Nina had to smile for the quaint and interesting idea of the room. At first it looked like a regular bedroom, but to their left, in the corner a spiral staircase coiled upward through the ceiling. It was wrought from the same black metal of the grid in the other room, and equally intricate in careless design.

“Cool, huh?” Nina groaned in glee. “Let’s go check it out!” Again Gretchen was being dragged along, staggering over her loose-fitting shoes as she went. They started up the steps, where no trapdoor was fitted. The staircase just continued on up through the ceiling and into another room. Supposedly the attic, the room was the entire length of the east side of the building.

“This is magnificent, Nina!” Gretchen said, her face lit in awe as she looked around.

“It is almost like a whole new floor above the other,” Nina replied, properly fascinated by the omitted feature of her property. “I was not made aware of this extra space, you know. I wonder why she didn’t tell me about this!”

“You can do so much with it. Personally, I would make this my bedroom, all concealed and huge,” Gretchen told Nina. She was right, Nina thought. It was a good idea to make this her bedroom, away from the rest of the house, and with all this space it was hard to resist.

“The previous owner must have been a lot like you, old girl,” Gretchen said from halfway through the room where she sat on her haunches with her glass, fiddling with something in the wall.

“Why?”

“Come look at this. He was a bibliophile of note,” Gretchen said with a touch of suspense and mystery, like the narrator of a fairy tale. Nina rushed over to see what she was meddling with and to her astonishment she found a hidden bounty of old books, stacked within the wall. Nina reached out to the odd collection and noticed something peculiar.

“Gretch, why don’t they have titles?”

“Maybe they are ledgers or something. If they were printed books, they’d surely have titles on the spines, right?” Gretch weighed in, but she did not want to just pull one of the books out, in case they were stacked to support something. She grabbed Nina’s arm as Nina started to remove a book.

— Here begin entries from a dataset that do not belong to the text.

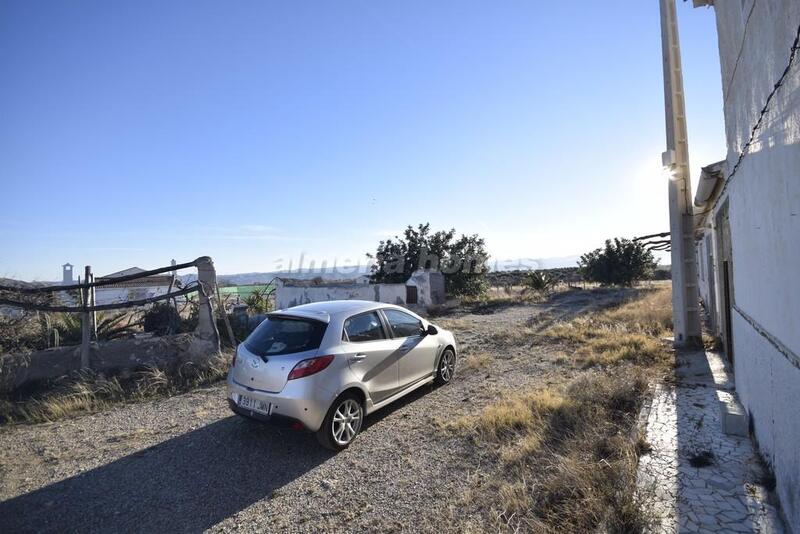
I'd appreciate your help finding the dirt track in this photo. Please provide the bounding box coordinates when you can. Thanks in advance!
[0,291,626,532]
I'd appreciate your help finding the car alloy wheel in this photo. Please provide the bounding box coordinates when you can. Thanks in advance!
[436,349,456,385]
[331,398,364,447]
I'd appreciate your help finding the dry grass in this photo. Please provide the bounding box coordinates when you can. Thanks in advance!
[0,356,228,423]
[442,289,672,533]
[446,369,647,532]
[542,288,672,366]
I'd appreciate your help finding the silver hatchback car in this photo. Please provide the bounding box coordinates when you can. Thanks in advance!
[228,300,457,450]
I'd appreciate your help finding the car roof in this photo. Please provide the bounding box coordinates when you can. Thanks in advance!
[272,300,388,323]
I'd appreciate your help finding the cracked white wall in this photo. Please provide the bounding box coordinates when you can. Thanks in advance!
[700,0,800,532]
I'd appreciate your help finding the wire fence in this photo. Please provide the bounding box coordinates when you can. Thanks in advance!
[0,256,225,367]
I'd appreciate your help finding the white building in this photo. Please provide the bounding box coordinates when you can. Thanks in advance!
[694,0,800,532]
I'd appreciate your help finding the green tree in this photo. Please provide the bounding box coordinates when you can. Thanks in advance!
[578,238,658,286]
[367,223,489,296]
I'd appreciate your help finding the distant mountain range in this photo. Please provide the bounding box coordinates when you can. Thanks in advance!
[179,256,580,286]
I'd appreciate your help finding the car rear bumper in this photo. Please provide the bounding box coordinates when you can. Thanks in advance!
[227,376,334,431]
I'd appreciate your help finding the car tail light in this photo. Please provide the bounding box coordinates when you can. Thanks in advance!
[289,356,333,380]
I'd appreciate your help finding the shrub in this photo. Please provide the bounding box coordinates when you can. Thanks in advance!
[522,271,558,295]
[367,224,489,296]
[578,238,657,287]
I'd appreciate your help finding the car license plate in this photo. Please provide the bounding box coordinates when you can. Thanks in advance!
[238,395,272,415]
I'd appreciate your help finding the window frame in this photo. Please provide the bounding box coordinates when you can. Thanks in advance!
[380,308,425,339]
[342,310,392,343]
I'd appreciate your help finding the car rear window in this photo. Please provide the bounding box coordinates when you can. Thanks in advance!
[344,312,386,343]
[383,310,422,337]
[244,316,328,356]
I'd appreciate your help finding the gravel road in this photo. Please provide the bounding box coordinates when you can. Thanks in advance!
[0,291,626,532]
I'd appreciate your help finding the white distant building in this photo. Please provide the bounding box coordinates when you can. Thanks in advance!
[61,263,74,286]
[694,0,800,532]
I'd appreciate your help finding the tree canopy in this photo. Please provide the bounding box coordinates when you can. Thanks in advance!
[578,238,658,286]
[367,223,489,295]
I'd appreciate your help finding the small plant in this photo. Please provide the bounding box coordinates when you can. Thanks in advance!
[244,287,269,313]
[522,271,558,295]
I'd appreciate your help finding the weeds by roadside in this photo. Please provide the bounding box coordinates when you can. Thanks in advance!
[442,289,672,532]
[0,355,229,423]
[542,289,672,367]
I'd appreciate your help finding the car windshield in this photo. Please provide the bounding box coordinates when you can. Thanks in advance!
[244,316,328,356]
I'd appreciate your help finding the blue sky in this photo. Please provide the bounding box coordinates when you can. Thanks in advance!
[0,0,725,280]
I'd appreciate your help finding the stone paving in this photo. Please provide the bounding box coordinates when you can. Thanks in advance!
[638,351,784,533]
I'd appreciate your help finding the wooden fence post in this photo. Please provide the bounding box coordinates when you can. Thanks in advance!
[81,265,92,369]
[195,256,219,347]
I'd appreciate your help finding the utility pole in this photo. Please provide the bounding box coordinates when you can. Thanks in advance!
[659,0,700,347]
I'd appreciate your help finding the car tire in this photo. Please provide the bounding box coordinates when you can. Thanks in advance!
[316,392,364,451]
[433,347,456,386]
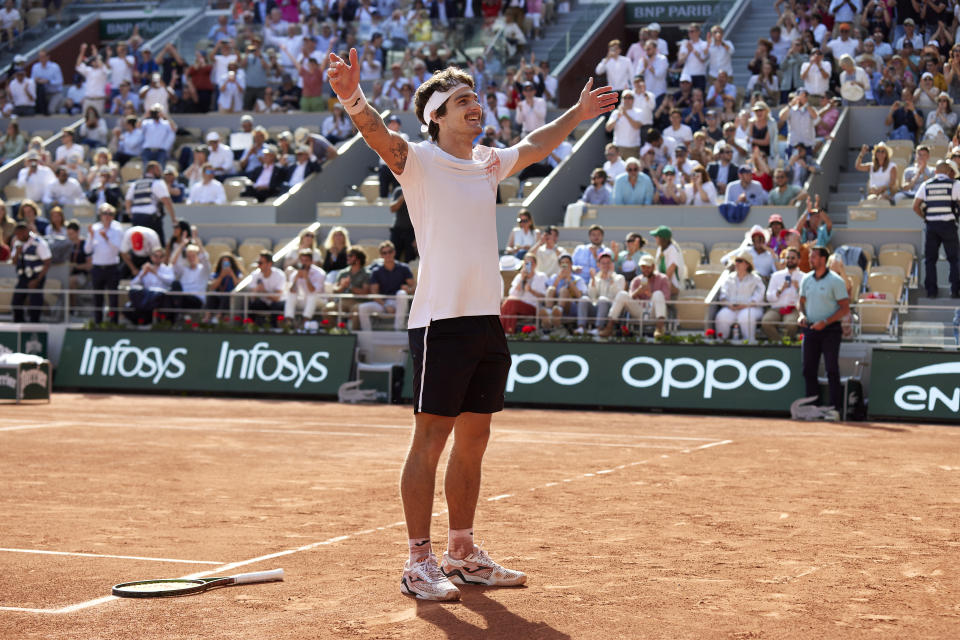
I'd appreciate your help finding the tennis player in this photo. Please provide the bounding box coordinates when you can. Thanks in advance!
[328,49,617,600]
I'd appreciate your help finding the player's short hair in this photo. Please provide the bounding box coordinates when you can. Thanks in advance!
[413,67,476,140]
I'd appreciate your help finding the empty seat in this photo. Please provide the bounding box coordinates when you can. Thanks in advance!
[671,289,709,331]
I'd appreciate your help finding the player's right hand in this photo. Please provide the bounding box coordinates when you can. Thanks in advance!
[327,47,360,100]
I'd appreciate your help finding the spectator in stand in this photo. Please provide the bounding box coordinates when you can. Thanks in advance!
[724,164,768,206]
[608,89,643,158]
[760,247,803,342]
[707,142,739,194]
[800,49,833,106]
[357,240,414,331]
[613,158,654,205]
[580,167,613,205]
[677,24,710,91]
[207,131,236,178]
[283,248,327,323]
[603,143,627,186]
[715,250,766,342]
[140,104,176,166]
[893,144,936,203]
[596,40,634,92]
[856,142,900,204]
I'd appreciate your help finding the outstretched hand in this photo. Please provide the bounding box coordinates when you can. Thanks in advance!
[577,78,620,120]
[327,47,360,100]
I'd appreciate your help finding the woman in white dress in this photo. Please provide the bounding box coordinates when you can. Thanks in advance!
[857,142,900,201]
[504,209,540,259]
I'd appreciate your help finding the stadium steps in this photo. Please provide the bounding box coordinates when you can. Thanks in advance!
[726,0,777,82]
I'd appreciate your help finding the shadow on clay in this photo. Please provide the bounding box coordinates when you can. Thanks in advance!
[417,587,571,640]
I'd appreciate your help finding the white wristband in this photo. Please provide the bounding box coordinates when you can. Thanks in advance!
[338,86,367,116]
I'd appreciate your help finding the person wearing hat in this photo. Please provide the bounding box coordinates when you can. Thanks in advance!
[83,204,123,323]
[650,224,687,296]
[597,252,671,338]
[760,247,803,342]
[913,160,960,298]
[125,160,177,242]
[724,163,769,207]
[242,144,286,202]
[714,249,766,342]
[10,220,53,322]
[206,131,237,178]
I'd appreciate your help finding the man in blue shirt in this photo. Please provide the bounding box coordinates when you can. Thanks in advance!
[797,247,850,420]
[613,158,653,205]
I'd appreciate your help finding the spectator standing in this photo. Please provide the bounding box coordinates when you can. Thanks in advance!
[30,49,63,115]
[913,159,960,298]
[357,240,416,331]
[797,247,850,419]
[283,248,326,322]
[596,40,634,92]
[83,204,123,323]
[715,250,765,342]
[760,247,803,342]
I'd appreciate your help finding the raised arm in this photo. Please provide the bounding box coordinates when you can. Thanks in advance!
[512,78,618,173]
[327,48,407,175]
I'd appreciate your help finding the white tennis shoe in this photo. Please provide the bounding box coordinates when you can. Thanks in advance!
[440,545,527,587]
[400,553,460,600]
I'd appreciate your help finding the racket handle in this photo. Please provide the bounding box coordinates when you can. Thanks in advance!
[233,569,283,584]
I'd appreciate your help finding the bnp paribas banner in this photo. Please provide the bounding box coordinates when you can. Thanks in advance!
[870,349,960,422]
[54,331,356,396]
[405,341,804,414]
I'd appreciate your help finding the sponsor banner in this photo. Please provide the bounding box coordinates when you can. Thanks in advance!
[404,341,804,414]
[626,0,717,25]
[0,331,47,358]
[869,349,960,422]
[55,331,356,396]
[0,362,50,400]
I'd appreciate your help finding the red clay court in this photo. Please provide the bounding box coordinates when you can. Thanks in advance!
[0,394,960,640]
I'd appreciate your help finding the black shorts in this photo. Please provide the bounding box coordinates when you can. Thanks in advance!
[408,316,510,417]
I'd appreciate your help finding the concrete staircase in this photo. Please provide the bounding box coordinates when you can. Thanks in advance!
[728,0,777,82]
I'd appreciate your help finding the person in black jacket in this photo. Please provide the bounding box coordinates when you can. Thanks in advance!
[242,144,287,202]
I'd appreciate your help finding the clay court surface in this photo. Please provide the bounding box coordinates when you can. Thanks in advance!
[0,394,960,640]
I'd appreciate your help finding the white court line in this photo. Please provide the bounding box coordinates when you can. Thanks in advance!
[0,547,223,566]
[0,440,733,614]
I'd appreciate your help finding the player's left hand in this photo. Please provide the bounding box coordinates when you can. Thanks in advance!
[577,78,620,120]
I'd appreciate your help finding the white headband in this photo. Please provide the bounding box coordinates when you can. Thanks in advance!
[420,82,470,124]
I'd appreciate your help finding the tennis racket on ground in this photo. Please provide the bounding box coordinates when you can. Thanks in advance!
[111,569,283,598]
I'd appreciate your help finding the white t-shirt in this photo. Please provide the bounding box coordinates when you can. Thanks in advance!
[397,141,519,329]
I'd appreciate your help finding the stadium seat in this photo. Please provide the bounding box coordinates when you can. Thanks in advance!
[857,298,897,335]
[500,177,520,202]
[867,266,906,302]
[710,242,742,264]
[690,265,723,291]
[673,289,710,331]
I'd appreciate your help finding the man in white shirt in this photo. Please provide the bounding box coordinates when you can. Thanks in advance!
[800,49,832,99]
[328,49,617,600]
[17,151,57,202]
[207,131,236,177]
[517,82,547,136]
[43,166,87,210]
[83,203,123,324]
[283,248,327,322]
[605,90,642,158]
[635,40,670,100]
[677,24,710,91]
[760,247,803,342]
[7,65,37,116]
[596,40,633,91]
[187,162,227,204]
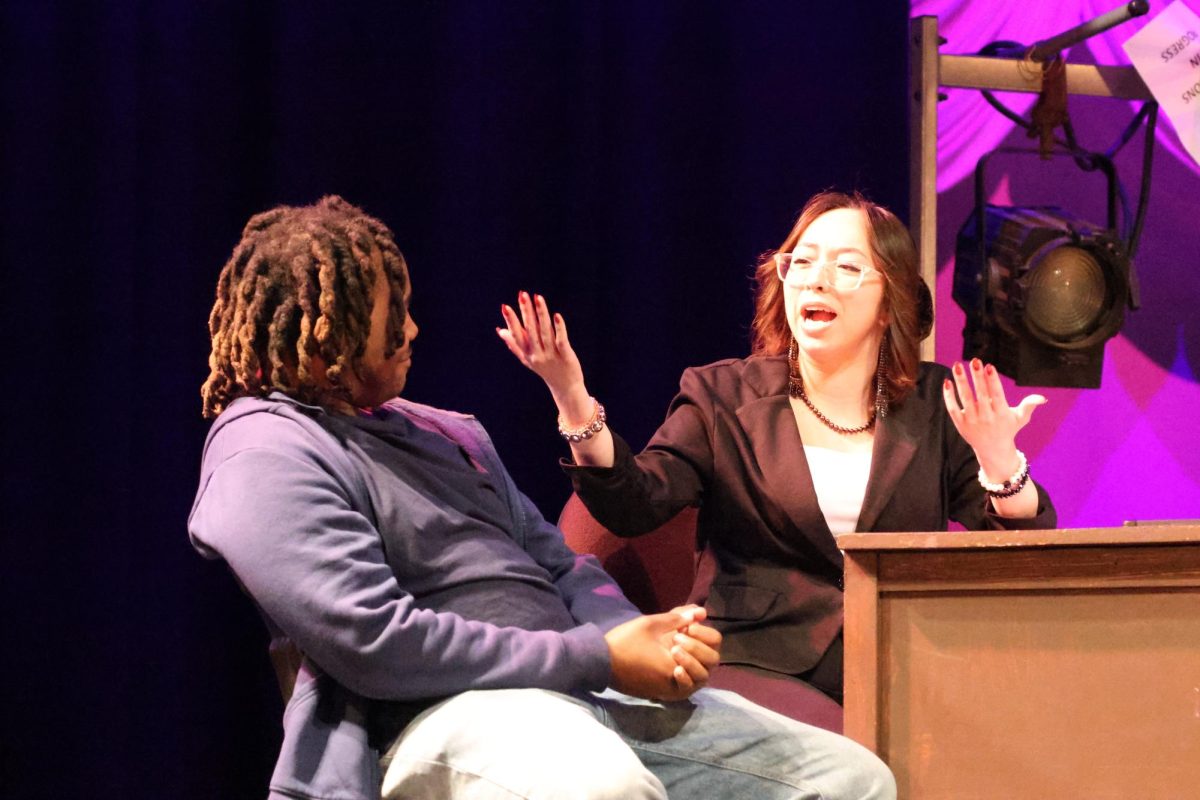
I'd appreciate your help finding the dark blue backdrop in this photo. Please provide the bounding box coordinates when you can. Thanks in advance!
[0,0,907,800]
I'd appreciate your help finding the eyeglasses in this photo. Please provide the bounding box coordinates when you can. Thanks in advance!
[775,253,883,291]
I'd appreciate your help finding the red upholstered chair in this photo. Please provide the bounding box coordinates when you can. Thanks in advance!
[558,494,842,733]
[558,494,696,614]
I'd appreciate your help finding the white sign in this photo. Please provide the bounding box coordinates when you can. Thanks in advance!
[1122,0,1200,163]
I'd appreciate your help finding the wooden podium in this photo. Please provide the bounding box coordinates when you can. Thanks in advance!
[838,523,1200,800]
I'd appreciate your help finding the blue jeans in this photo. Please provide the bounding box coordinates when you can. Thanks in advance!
[383,688,895,800]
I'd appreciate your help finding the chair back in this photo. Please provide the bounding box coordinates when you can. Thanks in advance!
[558,494,697,614]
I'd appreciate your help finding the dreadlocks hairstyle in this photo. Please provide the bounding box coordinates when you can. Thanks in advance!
[200,196,408,419]
[751,192,934,404]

“No! You never know what they are doing here. What if you pull it out and the wall caves in?” Gretchen warned.

Nina scoffed and took one, opening it after dusting it off. The first page was indeed handwritten, but what it said unsettled Nina as much as it perplexed her.

“What is it?” Gretchen asked from her crouched position.

Nina examined the old ink scribbling on the first page, and with a quivering voice she read it out to Gretchen, “It says… Mein Kampf.”

Chapter 9

Sam was clean shaven, at least, when Patrick picked him up.

The office in Glasgow had planned the mission and debriefed Patrick that afternoon before he left for Edinburgh to collect his partner for this assignment. They were to travel to Rotterdam, locate Jaap Roodt and collect reconnaissance on his daily routine. Photographs, video footage, and a phone tap to his business office would be required so that the Secret Service could determine the extent of his involvement in an antigovernment conspiracy to infect the larger population of western Europe with a highly contagious biological agent that had a 100 percent mortality rate and a twenty-four-hour window of efficacy.

Patrick told Sam what he expected from him, but other than that all details were classified. Sam Cleave was the best at recording clandestine dealings and the assignment was of such high importance and urgency that they could not afford to use an amateur to get them their evidence. All he knew, though, was that Jaap Roodt was the mark. Patrick did not tell him why MI6 was after him, or that he had been associated with some shady names that Nina Gould was also tied to. They did not know how the lot tied in together, but with Sam in his company for the next few days, Patrick Smith could do some of his own intelligence gathering and assist the home office in the apprehension of anyone linked to Roodt’s insidious plan.